A. Basit ( Baqai Institute of Diabetology, Karachi, Hub, Baluchistan. )
M.Z.I. Hydrie ( Baqai Institute of Diabetology, Karachi, Hub, Baluchistan. )
K. Ahmed ( Baqai Institute of Endorinology, Primary Health Unit, Hub, Baluchistan. )
R. Hakeem ( Baqai Institute of Diabetology, Karachi, Hub, Baluchistan. )
Objective: To assess the prevalence of Impaired Fasting Glucose (IFG) and diabetes in an adult rural population on the basis of Fasting Blood Glucose (FBG) alone using American Diabetic Association (ADA) criteria and to assess the prevalence of and association between selected risk factors such as obesity, family history of diabetes and hypertension.
Materials and Methods: Sixteen randomly selected villages from the Lasbella district of Baluchistan were ncluded in this study. One month before the survey a team visited the areas; all the households located in the selected areas were approached and the family members aged 25 or above, who were available and willing to participate in the study, were recruited. On the day of survey anthroprometric and blood pressure measurements were taken; interviews were conducted to obtain demographic information and health history and fasting blood samples were collected. The blood samples were transported to the laboratory and analysed using “GOD-PAP” Enzymatic Colorimetric test method.
Results: A total of 670 males and 1362 females were studied.
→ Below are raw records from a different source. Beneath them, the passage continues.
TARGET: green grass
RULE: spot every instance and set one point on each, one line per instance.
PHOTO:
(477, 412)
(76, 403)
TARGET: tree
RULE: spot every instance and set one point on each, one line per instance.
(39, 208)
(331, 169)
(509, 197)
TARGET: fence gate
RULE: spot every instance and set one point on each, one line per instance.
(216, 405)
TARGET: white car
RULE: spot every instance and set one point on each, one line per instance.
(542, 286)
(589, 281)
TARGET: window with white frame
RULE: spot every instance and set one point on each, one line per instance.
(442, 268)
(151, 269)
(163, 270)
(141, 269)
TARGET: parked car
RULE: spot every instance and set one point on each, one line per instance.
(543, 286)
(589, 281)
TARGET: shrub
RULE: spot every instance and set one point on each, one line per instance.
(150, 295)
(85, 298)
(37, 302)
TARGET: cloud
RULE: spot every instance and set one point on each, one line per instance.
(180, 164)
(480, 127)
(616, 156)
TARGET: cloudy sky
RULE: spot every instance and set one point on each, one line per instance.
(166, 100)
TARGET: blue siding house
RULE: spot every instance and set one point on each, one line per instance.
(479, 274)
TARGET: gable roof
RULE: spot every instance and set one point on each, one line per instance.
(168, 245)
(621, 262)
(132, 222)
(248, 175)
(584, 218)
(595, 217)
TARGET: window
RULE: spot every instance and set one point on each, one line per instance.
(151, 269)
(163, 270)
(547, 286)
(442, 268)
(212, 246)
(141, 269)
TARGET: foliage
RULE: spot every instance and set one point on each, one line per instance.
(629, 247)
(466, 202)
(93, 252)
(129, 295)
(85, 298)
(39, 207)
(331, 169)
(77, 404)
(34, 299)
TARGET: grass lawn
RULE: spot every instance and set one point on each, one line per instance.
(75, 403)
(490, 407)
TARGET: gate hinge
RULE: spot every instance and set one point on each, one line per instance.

Prevalence rate of diabetes using the ADA fasting criteria was 6.3% while the prevalence rate in males was 10.1% and in females was 4.3%. The prevalence rate of impaired fasting glucose was 4.2% in males and 2.3% in females. Overall prevalence of obesity betweendiabetics vs non-diabetics was 22% vs 16%, for hypertension 12.9% vs 6.5% and for positive family history of diabetes 1.6% vs 0.9% was higher among diabetics as compared to non diabetics; the difference of these parameters was statistically significant only among females (P<0.01).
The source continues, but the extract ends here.